This week all eyes and ears will be focused on the Federal Reserve’s policy statement to be released at 2:00 pm ET Thursday. The Fed has three major paths they can take, with various permutations and combinations flowing off the base scenarios:

  • No change to interest rates, but a much more hawkish statement hinting “we are raising rates before the end of the year. It is coming, so get ready”.
  • A small increase in interest rates accompanied by a “we plan to move very, very slowly going forward” statement.
  • No change in rates and no significant change to the “it is data dependent” statement.
  • Which Way Is The Market Leaning?

    Markets make decisions based on the data in hand and based on future expectations.

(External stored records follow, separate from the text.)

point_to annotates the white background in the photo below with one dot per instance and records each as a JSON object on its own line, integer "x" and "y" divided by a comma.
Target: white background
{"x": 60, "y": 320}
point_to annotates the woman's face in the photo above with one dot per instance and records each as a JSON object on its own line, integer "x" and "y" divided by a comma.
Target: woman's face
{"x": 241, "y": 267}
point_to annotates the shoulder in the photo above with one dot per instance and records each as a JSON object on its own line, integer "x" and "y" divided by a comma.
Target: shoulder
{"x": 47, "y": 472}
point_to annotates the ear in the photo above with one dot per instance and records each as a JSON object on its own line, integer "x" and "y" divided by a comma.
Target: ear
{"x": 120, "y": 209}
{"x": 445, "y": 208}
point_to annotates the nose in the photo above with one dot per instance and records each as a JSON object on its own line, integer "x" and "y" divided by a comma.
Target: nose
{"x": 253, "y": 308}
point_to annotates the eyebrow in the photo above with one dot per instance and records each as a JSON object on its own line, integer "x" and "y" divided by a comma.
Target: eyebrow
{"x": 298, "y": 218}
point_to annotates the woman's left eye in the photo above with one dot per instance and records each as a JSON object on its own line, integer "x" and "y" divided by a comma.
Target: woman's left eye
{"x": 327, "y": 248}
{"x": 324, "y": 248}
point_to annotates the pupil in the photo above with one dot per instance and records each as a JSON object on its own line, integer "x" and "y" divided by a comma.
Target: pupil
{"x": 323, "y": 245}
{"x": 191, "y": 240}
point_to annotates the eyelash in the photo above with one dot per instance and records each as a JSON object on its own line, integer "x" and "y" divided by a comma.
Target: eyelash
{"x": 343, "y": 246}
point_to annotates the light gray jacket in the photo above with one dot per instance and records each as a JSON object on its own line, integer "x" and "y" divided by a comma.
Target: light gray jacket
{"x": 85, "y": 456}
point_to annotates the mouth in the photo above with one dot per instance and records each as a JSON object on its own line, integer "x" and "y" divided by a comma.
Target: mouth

Obviously, the Fed can change the data in hand, which in turn can change expectations. Having said that, what is the market’s current read heading into the Fed decision? For the answer, we review numerous risk-on vs. risk-off ratios in this week’s stock market video. The charts speak for themselves.

    After you click play, use the button in the lower-right corner of the video player to view in full-screen mode. Hit Esc to exit full-screen mode.

    Why The Fed Will Not Wait Indefinitely

    Whether or not the Fed hikes this week probably falls into coin-toss territory. At first blush, it seems reasonable to ask “what is the big hurry?”. The Fed’s concern is not about current inflation, but rather future inflation. From Bloomberg:

    Fischer, whom Fed Chair Janet Yellen has said she relies on in mapping out policy, made a similar point much more recently. “There is always uncertainty and we just have to recognize it,” he told CNBC television on Aug. 28. Asked if the Fed should delay an increase until it had an “unimpeachable case” that a move was warranted, Fischer replied, “If you wait that long, you will be waiting too long.” Fischer made much the same point at Stanford University on March 14, 2014. “We tend to underestimate the lags in receiving information and the lags with which policy decisions affect the economy,” he said in a speech, titled Lessons from Crises, 1985-2014. “Those lags led me to try to make decisions as early as possible, even if that meant there was more uncertainty about the correctness of the decision than would have been appropriate had the lags been absent,” he added.